President Bush and Afghanistan: A turning point in American policy
Titel:
President Bush and Afghanistan: A turning point in American policy
Auteur:
Goldman, Minton F.
Verschenen in:
Comparative strategy
Paginering:
Jaargang 11 (1992) nr. 2 pagina's 177-193
Jaar:
1992-04
Inhoud:
Although the United States welcomed the Soviet military withdrawal from Afghanistan in early February 1989, the Bush administration did not think the Kremlin had gone far enough in diminishing its influence over internal Afghan politics because a pro-Soviet communist regime well armed by the Kremlin continued in power in Kabul. President Bush, therefore, decided in early 1989 to continue American support of the anticommunist insurgency, or Mujaheddin (freedom fighters), and their goal of defeating and replacing the Soviet-installed communist regime in Kabul. But within a few months of this decision the administration had strong incentives to rethink and revise U.S. policy.
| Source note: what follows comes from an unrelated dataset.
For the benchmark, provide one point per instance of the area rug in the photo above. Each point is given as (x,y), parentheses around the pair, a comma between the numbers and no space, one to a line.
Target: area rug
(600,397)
While continuing American military assistance to the Mujaheddin, the administration used diplomacy with the Kremlin to find a non-military solution to the civil war. President Bush was less certain than President Reagan about how to achieve American objectives in Afghanistan. Disillusionment and dissatisfaction with the Mujaheddin, difficulties with Pakistan's role as an ally of the United States, growing skepticism in Congress about the efficacy and the morality of past U.S. military aid to the Mujaheddin and of unqualified support of the war against Kabul, and a steady improvement in U.S.-Soviet relations, provided new incentives for diplomatic cooperation with the Soviet Union to achieve U.S. goals in Afghanistan. But altering U.S. policy in response to changing circumstances was not easy, especially when compromise with the USSR was involved. There was lingering American suspicion of Soviet expansionist intent in the Third World, and in Afghanistan in particular, despite the advocacy of caution and restraint in “new thinking.” Strong conservative pressures on Bush, who was not altogether unsympathetic to them, restrained him from conceding too much to reach an agreement. Furthermore, the Kabul Regime and the Mujaheddin had their own agenda and had indicated a reluctance to accept a U.S.-Soviet agreement that did not satisfy them, and both the Kremlin and the Bush administration were reluctant to exert a decisive pressure on their clients. Thus, although U.S. policy seemed to have softened somewhat, a final settlement by the United States and USSR of their Afghan irritant remained elusive.